Épicondylite : causes, symptômes et traitements efficaces
L'épicondylite, aussi appelée coude du tennisman, est une tendinite douloureuse du coude. Découvrez ses causes, ses symptômes et les meilleurs traitements pour soulager la douleur.
Qu’est-ce que l’épicondylite ?
L’épicondylite, communément appelée coude du tennisman, est une pathologie musculosquelettique caractérisée par une inflammation et une dégénérescence des tendons qui s’insèrent sur l’épicondyle, la saillie osseuse située à l’extrémité inférieure de l’humérus. Cette affection touche principalement les tendons des muscles extenseurs de l’avant-bras, bien qu’elle puisse également concerner les fléchisseurs dans sa forme médiale (épitrochléite ou coude du golfeur).

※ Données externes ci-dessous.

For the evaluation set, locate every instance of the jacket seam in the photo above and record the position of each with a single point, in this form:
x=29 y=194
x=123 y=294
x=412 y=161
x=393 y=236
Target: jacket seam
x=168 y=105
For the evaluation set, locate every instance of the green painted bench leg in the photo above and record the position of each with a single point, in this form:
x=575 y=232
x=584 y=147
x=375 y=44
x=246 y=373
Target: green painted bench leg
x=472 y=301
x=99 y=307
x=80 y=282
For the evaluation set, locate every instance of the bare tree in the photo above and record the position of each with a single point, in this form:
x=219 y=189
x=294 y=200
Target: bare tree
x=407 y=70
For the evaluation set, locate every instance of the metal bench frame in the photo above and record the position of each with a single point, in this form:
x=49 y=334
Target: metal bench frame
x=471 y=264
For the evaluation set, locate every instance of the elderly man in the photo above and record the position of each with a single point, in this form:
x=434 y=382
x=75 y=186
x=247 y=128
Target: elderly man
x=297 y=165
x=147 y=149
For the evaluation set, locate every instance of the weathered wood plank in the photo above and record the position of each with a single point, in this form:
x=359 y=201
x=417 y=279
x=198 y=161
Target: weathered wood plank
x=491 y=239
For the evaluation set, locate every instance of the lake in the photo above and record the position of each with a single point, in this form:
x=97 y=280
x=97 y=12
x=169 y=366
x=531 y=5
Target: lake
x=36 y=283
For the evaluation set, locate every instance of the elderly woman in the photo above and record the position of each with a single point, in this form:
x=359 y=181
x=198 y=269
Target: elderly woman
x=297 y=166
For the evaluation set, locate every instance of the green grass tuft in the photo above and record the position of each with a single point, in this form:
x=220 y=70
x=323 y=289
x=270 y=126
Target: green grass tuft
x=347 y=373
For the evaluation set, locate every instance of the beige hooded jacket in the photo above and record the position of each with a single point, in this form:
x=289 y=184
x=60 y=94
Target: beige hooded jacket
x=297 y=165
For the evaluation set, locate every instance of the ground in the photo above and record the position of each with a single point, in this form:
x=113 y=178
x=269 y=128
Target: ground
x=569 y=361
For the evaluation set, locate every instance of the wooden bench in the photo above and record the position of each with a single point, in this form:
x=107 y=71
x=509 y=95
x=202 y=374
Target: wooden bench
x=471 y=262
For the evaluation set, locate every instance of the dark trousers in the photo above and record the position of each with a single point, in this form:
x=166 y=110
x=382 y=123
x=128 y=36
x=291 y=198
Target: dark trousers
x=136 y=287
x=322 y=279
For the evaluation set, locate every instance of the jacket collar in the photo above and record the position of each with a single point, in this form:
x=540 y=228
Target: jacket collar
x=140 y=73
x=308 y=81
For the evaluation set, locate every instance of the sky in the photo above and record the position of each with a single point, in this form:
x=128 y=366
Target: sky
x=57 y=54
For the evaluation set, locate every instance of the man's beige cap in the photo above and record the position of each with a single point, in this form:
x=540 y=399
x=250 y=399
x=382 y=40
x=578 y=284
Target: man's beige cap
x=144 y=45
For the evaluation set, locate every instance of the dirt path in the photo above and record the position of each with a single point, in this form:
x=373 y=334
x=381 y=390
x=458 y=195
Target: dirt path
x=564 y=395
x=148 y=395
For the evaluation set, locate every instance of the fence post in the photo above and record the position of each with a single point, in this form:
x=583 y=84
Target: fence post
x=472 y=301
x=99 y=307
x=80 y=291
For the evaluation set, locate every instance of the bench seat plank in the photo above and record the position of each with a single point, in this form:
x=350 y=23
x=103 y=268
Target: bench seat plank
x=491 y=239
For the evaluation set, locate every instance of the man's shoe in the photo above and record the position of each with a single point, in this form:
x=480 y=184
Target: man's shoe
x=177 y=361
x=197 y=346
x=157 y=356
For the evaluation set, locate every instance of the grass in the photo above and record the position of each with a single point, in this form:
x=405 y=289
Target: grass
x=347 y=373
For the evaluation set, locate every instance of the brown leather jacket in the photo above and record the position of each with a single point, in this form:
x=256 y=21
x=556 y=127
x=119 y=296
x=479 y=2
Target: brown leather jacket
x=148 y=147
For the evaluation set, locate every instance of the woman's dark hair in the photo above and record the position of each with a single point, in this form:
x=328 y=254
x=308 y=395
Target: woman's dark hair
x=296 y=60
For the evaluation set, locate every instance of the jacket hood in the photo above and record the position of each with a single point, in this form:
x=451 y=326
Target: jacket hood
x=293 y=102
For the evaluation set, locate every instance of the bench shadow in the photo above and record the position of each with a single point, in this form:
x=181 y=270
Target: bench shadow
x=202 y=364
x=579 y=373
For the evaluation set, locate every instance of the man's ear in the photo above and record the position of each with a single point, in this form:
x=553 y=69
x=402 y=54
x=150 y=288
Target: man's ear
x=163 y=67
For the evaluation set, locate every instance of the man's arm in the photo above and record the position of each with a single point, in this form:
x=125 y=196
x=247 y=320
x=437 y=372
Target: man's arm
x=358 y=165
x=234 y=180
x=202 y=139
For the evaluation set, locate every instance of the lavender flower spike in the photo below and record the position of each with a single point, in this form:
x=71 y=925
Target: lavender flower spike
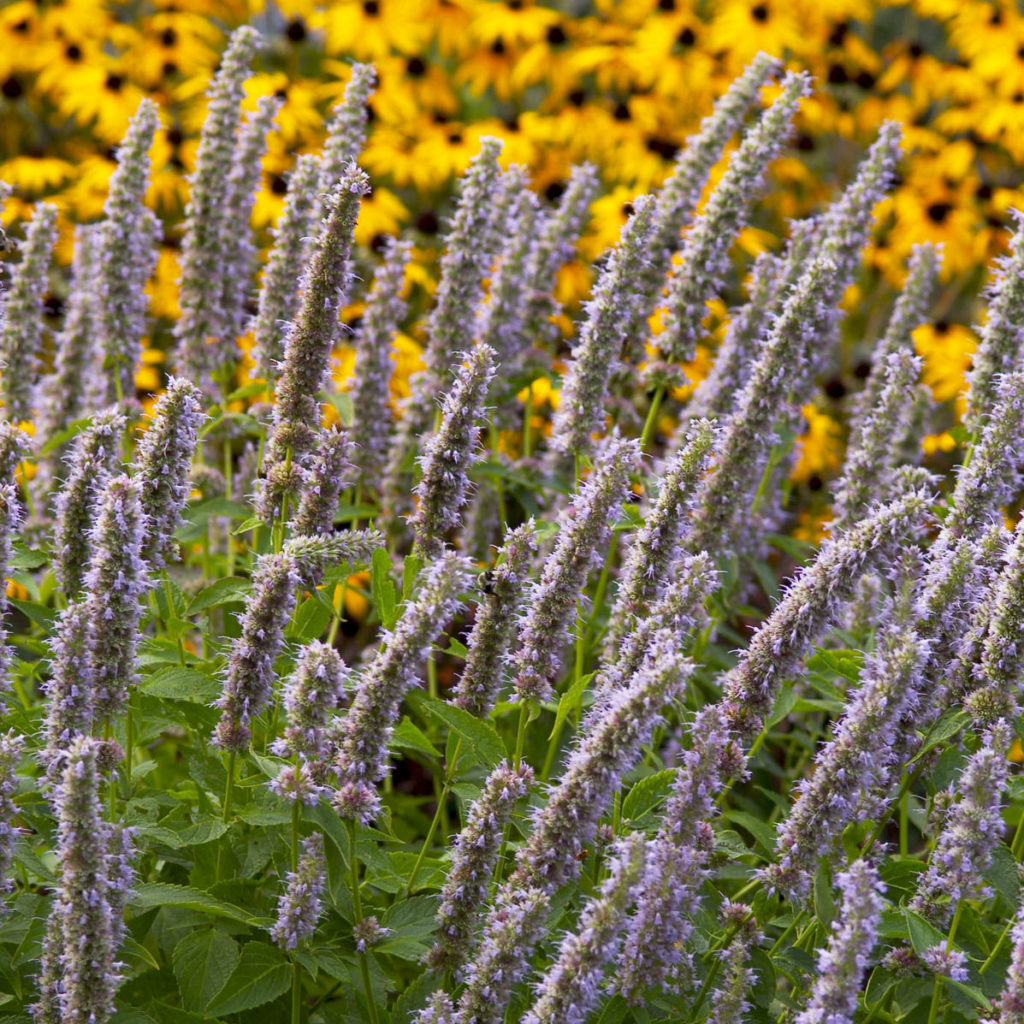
x=116 y=580
x=92 y=459
x=279 y=298
x=372 y=417
x=870 y=462
x=10 y=520
x=811 y=601
x=583 y=532
x=747 y=437
x=646 y=566
x=853 y=766
x=706 y=252
x=162 y=463
x=239 y=250
x=327 y=477
x=494 y=628
x=474 y=856
x=300 y=906
x=250 y=668
x=128 y=254
x=310 y=342
x=608 y=314
x=1001 y=335
x=71 y=688
x=22 y=327
x=678 y=198
x=11 y=747
x=449 y=454
x=364 y=732
x=571 y=986
x=971 y=827
x=80 y=975
x=1012 y=1001
x=834 y=997
x=995 y=675
x=202 y=282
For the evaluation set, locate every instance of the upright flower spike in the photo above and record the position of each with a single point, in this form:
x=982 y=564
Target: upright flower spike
x=772 y=279
x=116 y=580
x=870 y=462
x=128 y=239
x=474 y=856
x=583 y=532
x=842 y=963
x=706 y=251
x=249 y=679
x=346 y=131
x=22 y=326
x=92 y=459
x=971 y=827
x=163 y=459
x=646 y=565
x=372 y=418
x=363 y=733
x=1001 y=335
x=853 y=768
x=994 y=671
x=812 y=600
x=10 y=520
x=745 y=439
x=279 y=298
x=300 y=906
x=449 y=455
x=989 y=478
x=909 y=312
x=677 y=201
x=512 y=930
x=608 y=747
x=81 y=974
x=310 y=343
x=62 y=392
x=570 y=988
x=11 y=747
x=239 y=250
x=667 y=896
x=328 y=475
x=608 y=314
x=487 y=644
x=71 y=690
x=466 y=260
x=554 y=246
x=202 y=283
x=1012 y=1000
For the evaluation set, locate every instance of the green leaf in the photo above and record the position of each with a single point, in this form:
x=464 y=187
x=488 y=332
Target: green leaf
x=477 y=733
x=177 y=683
x=203 y=962
x=647 y=794
x=383 y=589
x=408 y=736
x=226 y=591
x=923 y=935
x=148 y=895
x=570 y=699
x=261 y=974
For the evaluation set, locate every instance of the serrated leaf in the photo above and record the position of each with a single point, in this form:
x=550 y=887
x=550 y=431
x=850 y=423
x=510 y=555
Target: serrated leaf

Contrairement à une idée répandue, l’épicondylite n’est pas une pathologie réservée aux sportifs. Elle concerne en réalité 1 à 3 % de la population générale, avec une prédominance chez les personnes âgées de 30 à 50 ans. Les travailleurs manuels, les utilisateurs intensifs d’ordinateurs et les personnes exerçant des métiers impliquant des gestes répétitifs du bras et du poignet sont particulièrement exposés.
Sur le plan anatomique, l’épicondylite latérale (forme la plus fréquente, représentant environ 90 % des cas) touche principalement le tendon du muscle extenseur carpi radialis brevis (ECRB), qui joue un rôle essentiel dans l’extension du poignet et la stabilisation de la main lors des prises.
Les causes et facteurs de risque
Mécanismes de la lésion
L’épicondylite résulte d’une surcharge mécanique chronique des tendons de l’avant-bras. Les microtraumatismes répétés provoquent des microdéchirures au niveau de l’insertion tendineuse, déclenchant une réponse inflammatoire et, à long terme, des changements dégénératifs appelés angiofibroblastiques. Le tendon perd alors son élasticité normale et devient plus vulnérable aux contraintes.
Activités et professions à risque
Plusieurs activités et professions favorisent l’apparition de l’épicondylite :
- Le tennis et les sports de raquette : le revers à une main, l’utilisation d’une raquette trop lourde ou un cordage trop tendu.
- Le golf : responsable surtout de l’épicondylite médiale (épitrochléite).
- Les métiers manuels : plombiers, peintres, menuisiers, mécaniciens, maçons.
- Le travail de bureau : utilisation prolongée de la souris et du clavier dans une mauvaise position.
- Le bricolage et le jardinage : utilisation d’outils vibrants ou gestes répétitifs de vissage.
- La cuisine professionnelle : découpe, fouettage, port de charges.
Facteurs prédisposants
Certains facteurs augmentent le risque de développer une épicondylite : l’âge (pic entre 40 et 50 ans), le tabagisme (qui altère la vascularisation tendineuse), le diabète, l’obésité, des antécédents de troubles musculosquelettiques et une mauvaise ergonomie au travail ou pendant la pratique sportive.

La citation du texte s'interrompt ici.